Reference parameters: Oracle VS realistic

  • Oracle parameter: The model only receives the target functions and the corresponding files. This setting tests localized optimization skills.
  • Realistic adjustment: The model receives an entire repository and must identify and optimize critical performance paths independently. It is a similar analog to the functionality of human engineers.

Evaluation measures

Swe-Perf defines a three-level assessment framework, signaling each metric independently:

  1. Apply: Can the patch generated by the model be applied proper?
  2. Correction: Does the patch preserve functional integrity (do all unit tests pass)?
  3. Performance: Does the patch give an improvement in measurable execution?

The metrics are not aggregated in a single score, allowing a more nuanced assessment of compromises between syntactic accuracy and performance gains.

Experimental results

The reference assesses several high -level LLM in the oracle and realistic parameters:

Model Setting Performance (%)
Claude-4-OPUS Oracle 1.28
GPT-4O Oracle 0.60
Gemini-2.5-Pro Oracle 1.48
Claude-3.7 (without agent) Realistic 0.41
Claude-3.7 (Openhands) Realistic 2.26
Expert (human patch) 10.85

In particular, even the most efficient LLM configurations are clearly below human level performance. The method based on the open agent, built on Claude-3.7-Sonnet, surpasses the other configurations in the realistic framework but is always lagging behind compared to the optimizations designed by experts.

Key observations

  • Managers based on agents and disabled are better suited to complex optimization and in several stages, the outperformance of direct model prompts and approaches based on pipelines like agent.
  • Performance degrades As the number of target functions increases – LLMS fights with wider optimization glasses.
  • LLMs have a limited scalability In long -term scenarios, where expert systems continue to show performance gains.
  • Corrective analysis LLMs focus more on low -level code structures (for example, imports, environmental configuration), while experts target high -level semantic abstractions for performance adjustment.

Conclusion

Swe-Perf represents a pivotal step towards the measurement and improvement of LLM performance optimization capacities in realistic software engineering workflows. It reveals a significant difference in capacity between existing models and human experts, offering a solid base for future research in the performance setting on the standard of the repository. As the LLM evolves, Swe-Perf can serve as a North Star guiding them to a practical improvement of software ready for large-scale production.

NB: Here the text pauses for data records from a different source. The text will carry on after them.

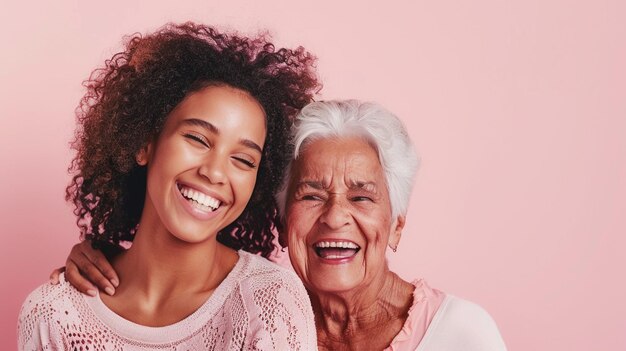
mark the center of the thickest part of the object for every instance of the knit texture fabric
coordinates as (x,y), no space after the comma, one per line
(258,306)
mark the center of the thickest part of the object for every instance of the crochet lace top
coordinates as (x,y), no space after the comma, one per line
(258,306)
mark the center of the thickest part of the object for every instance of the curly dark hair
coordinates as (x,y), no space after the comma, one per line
(129,99)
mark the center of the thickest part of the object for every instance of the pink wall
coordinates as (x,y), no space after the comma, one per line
(518,109)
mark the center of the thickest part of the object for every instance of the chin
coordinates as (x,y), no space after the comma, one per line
(334,284)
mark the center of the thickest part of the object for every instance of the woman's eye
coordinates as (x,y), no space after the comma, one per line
(197,138)
(246,162)
(311,198)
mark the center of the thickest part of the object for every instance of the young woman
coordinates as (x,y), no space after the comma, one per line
(181,144)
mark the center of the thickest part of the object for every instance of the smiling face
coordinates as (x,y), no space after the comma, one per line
(339,216)
(202,167)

Discover the Paper,, GitHub page And Project. All the merit of this research goes to researchers in this project.

Sponsorship opportunity: Reach the most influential AI developers in the United States and Europe. 1M + monthly players, 500K + community manufacturers, endless possibilities. (Explore sponsorship)

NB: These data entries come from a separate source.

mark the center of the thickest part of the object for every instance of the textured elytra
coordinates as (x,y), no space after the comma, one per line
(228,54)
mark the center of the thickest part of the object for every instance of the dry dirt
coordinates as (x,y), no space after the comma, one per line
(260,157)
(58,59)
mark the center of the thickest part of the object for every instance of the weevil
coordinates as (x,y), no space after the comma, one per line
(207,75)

Screen Shot 2021 09 14 at 9.02.24 AM

Asif Razzaq is the CEO of Marktechpost Media Inc .. as a visionary entrepreneur and engineer, AIF undertakes to exploit the potential of artificial intelligence for social good. His most recent company is the launch of an artificial intelligence media platform, Marktechpost, which stands out from its in-depth coverage of automatic learning and in-depth learning news which are both technically solid and easily understandable by a large audience. The platform has more than 2 million monthly views, illustrating its popularity with the public.

Leave a Comment

This site uses Akismet to reduce spam. Learn how your comment data is processed.